Kcov is a code coverage tool which analyzes which lines of code are executing and which are not executed when the test suite (e.g: test-unit or test-kat) runs. In other words, it helps us to measure the efficiency of tests implementations. Noticing that a function is not covered as expected can be a signal check if there is a test implementation for this function in the test-suite. If the coverage of a function implemented in the source code is high, it more likely has a corresponding test function. But kcov is not really a tool to tell us which function has a test function or not (Our tool does).

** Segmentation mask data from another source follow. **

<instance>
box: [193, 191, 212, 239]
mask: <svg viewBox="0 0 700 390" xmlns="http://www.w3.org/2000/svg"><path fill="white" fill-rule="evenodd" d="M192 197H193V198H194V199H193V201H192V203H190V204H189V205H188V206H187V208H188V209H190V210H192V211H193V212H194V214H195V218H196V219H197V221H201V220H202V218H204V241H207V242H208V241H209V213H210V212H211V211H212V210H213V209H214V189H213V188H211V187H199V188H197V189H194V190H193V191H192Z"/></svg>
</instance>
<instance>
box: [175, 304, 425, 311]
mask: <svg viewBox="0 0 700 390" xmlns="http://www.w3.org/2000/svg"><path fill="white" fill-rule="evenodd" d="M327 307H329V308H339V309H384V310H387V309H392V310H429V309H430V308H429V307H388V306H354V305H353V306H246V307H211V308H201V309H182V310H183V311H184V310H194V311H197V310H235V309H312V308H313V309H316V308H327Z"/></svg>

## 1.1 Difference between kcov and gcov+lcov

kcov is an evolution of Bcov which itself is an evolution of gcov+lcov https://simonkagstrom.livejournal.com/50380.html

kcov and bcov are not using the same method as gcov+lcov for coverage info collection. Some problems with gcov+lcov:

1. gcov+lcov is a multi-step process
2. gcov leaves droppings (some more files are created) after compilation/running
3. A program which crashes will not generate coverage data

Kcov fixes all these limitations .It collects coverage data without special compiler options, reports without leaving droppings around and everything is done with a single tool and a single step: kcov /path/to/outdir executable [args for the executable] Eg: Users/olivieradjonyo/Desktop/Crypt_lib/tii-cryptolib/cmake-build-debug/tests 2:00 kcov output_file ./tests/test_tii_cryptolib /test-unit kcov output_file ./tests/test_tii_cryptolib /test-kat

## 1.2 statement coverage tool

kcov is a statement coverage tool. A statement coverage is a white box testing technique in which all the executable statements in the source code are executed at least once. It’s used for calculation of the number of statements in source code which have been executed when the test suite runs. The main purpose of statement coverage is to cover all the possible paths, lines and statements in source code.

I checked that it’s a statement coverage by verifying that the coverage percentage is computed by the following:

$\text{}statement\ coverage\ =\ \frac{number\ of\ executed\ \ statement\ \times100}{total\ number\ of\ statement}$

Also, the other type of code coverage methods are more likely to give us low coverage percentage. So, regarding the high value of the percentage we got for a well-covered lib, the code coverage method here is statement wise.

## 1.3 Some details on kcov tool output

Instrumented lines: hited lines (at least one time) in yellow or green + not hited lines in red

Executed lines: hited lines in yellow or green

Hits column in green: 1 / 2 for example on a line means that there are 2 locations where the task on this particular lines is instrumented and then only one is executed.